C'est quand même dingue qu'il faille presque lutter pour se laisser aller, apprécier la vie et, en un mot, être en vacances. Comment s'approcher d'un esprit plus contemplatif et quitter les mécanismes de la réaction et de la précipitation ? Et comment garder cet esprit-là au retour des vacances ?
M'aide le conseil de ce moine qui m'a dit tout net : « Tant que votre ego ne sera pas lui-même en vacances, vous n'atteindrez jamais à la paix, à la cessation des tiraillements, à la disparition de la fatigue. Aussi longtemps qu'il s'accroche, qu'il poursuit avidement, du matin au soir, des buts, toute rémission vous sera interdite. » Le diagnostic posé, ne reste plus qu'à trouver le remède, car nous risquons fort de tourner carrément en rond jusqu'à l'épuisement, et il y a quelque chose d'éreintant à échapper à l'insatisfaction.
Épicure nous livre déjà une clé pour nous mettre un peu au vert : « Notre seule occupation doit être notre guérison. » Et si prendre des congés, c'était avant tout prendre soin de soi, ménager notre corps, oser quelque halte et véritablement franchir une étape ? Mais guérir de quoi ? D'abord, il convient de s'éloigner des poisons, de couper le téléphone, de fermer Facebook et pourquoi pas s'inscrire, pour une période, aux abonnés absents ? Qui a dit que ce retrait momentané participait de l'égoïsme alors que c'est tout le contraire ?
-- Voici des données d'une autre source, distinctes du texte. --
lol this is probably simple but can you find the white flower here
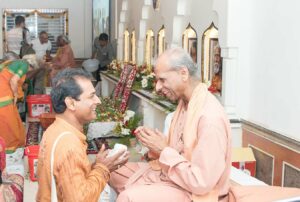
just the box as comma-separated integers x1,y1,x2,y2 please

Mais rompre avec les habitudes ne suffit pas. Il s'agit, comme le préconisaient les philosophes grecs, de nous prescrire un kanôn, une règle à suivre. On peut continuer longtemps à se réveiller dans la dispersion, à vivre sous le mode du pilotage automatique, mais vient l'heure où l'urgence est à la pratique. Sans s'encombrer d'une armada d'outils, il y a un chemin qui s'ouvre.
Dans la Vie parfaite, Catherine Millot dit mieux que quiconque celui dont je dois prendre congé : « Le moi est avant tout une instance de maîtrise. C'est un système de défense, au service du principe de plaisir, contre le dehors, mais aussi contre ces pulsions, intimes et étrangères à la fois, qui nous habitent. Ce sont ces remparts qu'il s'agit d'abattre, ce barrage contre le Pacifique qu'il faut ruiner. Disons-le autrement : le moi est une organisation pour résister à la passivité essentielle du sujet à l'égard de l'Autre. Le moi est foncièrement résistance à Dieu (...). »
Au fond, pour garder l'esprit en vacances, il faut se départir, se déprendre de l'ego. Sa seule tâche est de nous pourrir l'existence, de nous faire croire à des chimères et de nous installer sur des rails qui peuvent nous conduire droit dans le mur. Ce supermanipulateur nous attache de toutes parts, il nous empêche d'être libre. Dès lors, l'exercice des vacances, c'est de lui désobéir, de descendre plus profondément en soi pour s'ouvrir à autrui, pour tenter un nouveau mode de vie.
Voilà le véritable périple : entreprendre ce déménagement intérieur, ce décentrage, oser le grand saut, renoncer à la pleine maîtrise. Pour notre malheur, nous avons associé l'abandon, la confiance, le laisser-être, l'ascèse à quelque chose de triste, voire à une corvée. Alors que s'échapper des bornes de nos schémas mentaux, quitter un peu l'étroitesse du coeur conduit à un bonheur redoutable pour l'égo.
Alexandre Jollien est un philosophe et écrivain né en 1975 à Savièse, en Suisse. Son dernier livre, Petit Traité de l'abandon, est paru au Seuil.